With the end of the isolation requirement for infected persons, all other remaining preventive measures must be abandoned. Schleswig-Holstein plans to phase out the mandatory mask requirement on buses and trains by the end of the year and calls on other state governments to do the same. Bavaria has already signaled its approval. For example, Minister-President Markus Söder (Christian Social Union, CSU, the CDU’s Bavarian sister party) said: “It is difficult to understand why there is a mask requirement on trains but not on planes. “

At the federal level, health policy spokesman for the liberal Free Democrats (FDP) parliamentary group, Andrew Ullmann, echoed the proposal, arguing for a “mask recommendation instead of a mask requirement”. .

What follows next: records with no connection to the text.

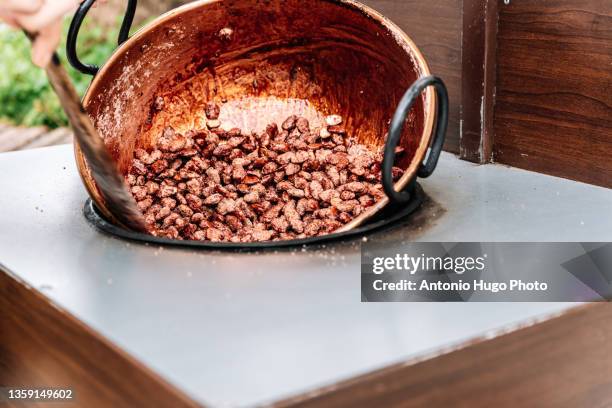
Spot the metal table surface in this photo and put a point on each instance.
(243, 329)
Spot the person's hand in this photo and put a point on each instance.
(43, 17)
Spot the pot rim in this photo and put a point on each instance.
(399, 36)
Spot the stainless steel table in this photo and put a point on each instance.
(244, 329)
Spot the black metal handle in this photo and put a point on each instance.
(397, 126)
(75, 26)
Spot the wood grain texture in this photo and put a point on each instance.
(43, 346)
(435, 26)
(554, 88)
(563, 362)
(480, 21)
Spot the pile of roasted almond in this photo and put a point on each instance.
(225, 186)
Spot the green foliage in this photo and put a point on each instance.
(26, 98)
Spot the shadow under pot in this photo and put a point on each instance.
(262, 61)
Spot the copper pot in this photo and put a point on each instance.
(265, 60)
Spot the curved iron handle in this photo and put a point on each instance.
(397, 126)
(75, 26)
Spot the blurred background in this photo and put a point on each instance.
(30, 114)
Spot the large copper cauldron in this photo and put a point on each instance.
(265, 60)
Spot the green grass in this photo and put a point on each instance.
(26, 97)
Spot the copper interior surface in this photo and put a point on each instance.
(261, 60)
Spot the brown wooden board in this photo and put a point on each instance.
(563, 362)
(554, 88)
(435, 26)
(480, 19)
(44, 346)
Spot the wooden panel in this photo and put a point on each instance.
(435, 26)
(43, 346)
(480, 19)
(563, 362)
(554, 90)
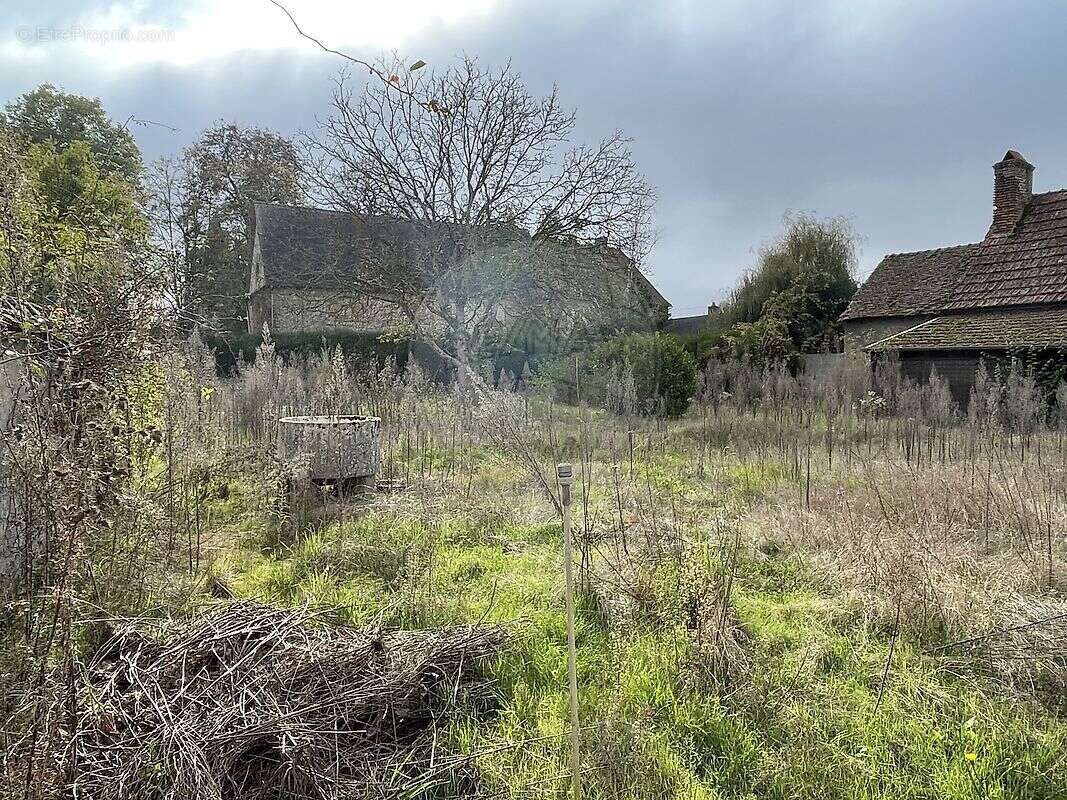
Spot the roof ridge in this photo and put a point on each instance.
(934, 250)
(301, 207)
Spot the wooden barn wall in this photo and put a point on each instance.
(956, 368)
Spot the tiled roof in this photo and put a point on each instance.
(687, 325)
(301, 248)
(1025, 267)
(907, 284)
(1030, 266)
(992, 329)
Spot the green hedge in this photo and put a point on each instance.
(232, 349)
(662, 371)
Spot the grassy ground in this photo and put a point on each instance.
(726, 648)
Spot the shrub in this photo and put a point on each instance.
(235, 349)
(654, 369)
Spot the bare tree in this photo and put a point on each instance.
(201, 209)
(475, 205)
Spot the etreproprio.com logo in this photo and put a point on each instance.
(50, 34)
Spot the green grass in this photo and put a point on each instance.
(807, 722)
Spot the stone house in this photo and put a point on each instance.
(950, 308)
(696, 324)
(302, 262)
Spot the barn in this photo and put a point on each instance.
(954, 307)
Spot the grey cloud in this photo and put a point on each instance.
(890, 115)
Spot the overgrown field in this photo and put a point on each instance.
(797, 590)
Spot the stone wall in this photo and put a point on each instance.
(862, 332)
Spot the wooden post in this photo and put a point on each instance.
(566, 476)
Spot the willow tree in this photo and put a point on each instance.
(503, 212)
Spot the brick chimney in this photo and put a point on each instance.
(1013, 188)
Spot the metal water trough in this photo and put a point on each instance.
(344, 450)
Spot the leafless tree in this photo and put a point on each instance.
(477, 205)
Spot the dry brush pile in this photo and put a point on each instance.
(247, 703)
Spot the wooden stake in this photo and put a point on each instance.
(566, 476)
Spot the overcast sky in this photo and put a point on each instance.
(888, 113)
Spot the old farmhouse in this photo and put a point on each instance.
(948, 308)
(303, 260)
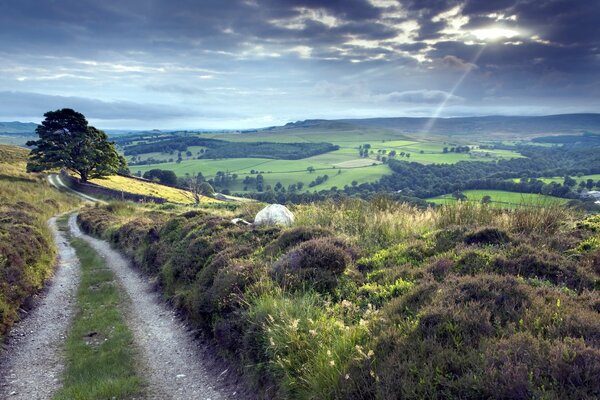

Federal Health Minister Karl Lauterbach (SPD) has criticized the relaxation of coronavirus regulations in recent days, but his criticism is as cynical as it is misleading. He helped draft the Infection Protection Act, which already repealed much of the measures in August and gave state governments the ability to prepare for an even more sweeping abolition of protective measures.

Especially on the quarantine issue, Lauterbach’s role as the “main infector” was evident. In early April, he himself offered to lift the quarantine requirement. He eventually backed down due to massive public backlash. Nonetheless, on April 28, the federal and state governments—with Lauterbach’s backing—reduced the isolation period to five days.

The figures available clearly show that the pandemic is still raging. Every week, around 7,500 people are hospitalized nationwide in Germany and more than 1,000 people die. There were 86 outbreaks and 24 deaths in medical treatment facilities last week, according to the Robert Koch Institute (RKI), the government agency responsible for health. In nursing homes and retirement homes, there were 296 outbreaks and 135 deaths.

Clinics are expected to be overloaded and possibly collapse completely in winter due to increased hospitalizations, staff absences due to infections and power shortages following the economic war against Russia. In the state of Mecklenburg-Western Pomerania, for example, the chairman of the hospital working group warned last week: “The shortage of specialists, the competing legislation at federal and state level and, last but not least, the The coronavirus pandemic and the energy crisis are going to make it difficult for hospitals to fulfill their care mandate over the coming year.

The spread of the BQ.1 and BQ.1.1 variants, also known as “Cerberus” (Hellhound), will only exacerbate this situation. BQ.1 currently represents 4% of infections and BQ1.1 more than 8% (4% the previous week). However, since these values ​​are transmitted to the RKI with a delay of several weeks, it can be assumed that they already represent a much higher proportion of infections in Germany.

Workers and young people should understand the lifting of the isolation requirement in this context as a deadly warning: having already accepted tens of millions of pandemic victims worldwide – including more than 156,000 in Germany – the class leader now wants to prolong the suffering and death caused by the virus in perpetuity.

To end the pandemic, a strategy is needed to eliminate the virus in the world. At the same time, billions must be invested in health, secure jobs and education. Such a policy, however, is at odds with the interests of governments that put profits before human lives. A fight against the pandemic therefore requires a fight against capitalism and for a socialist transformation of society.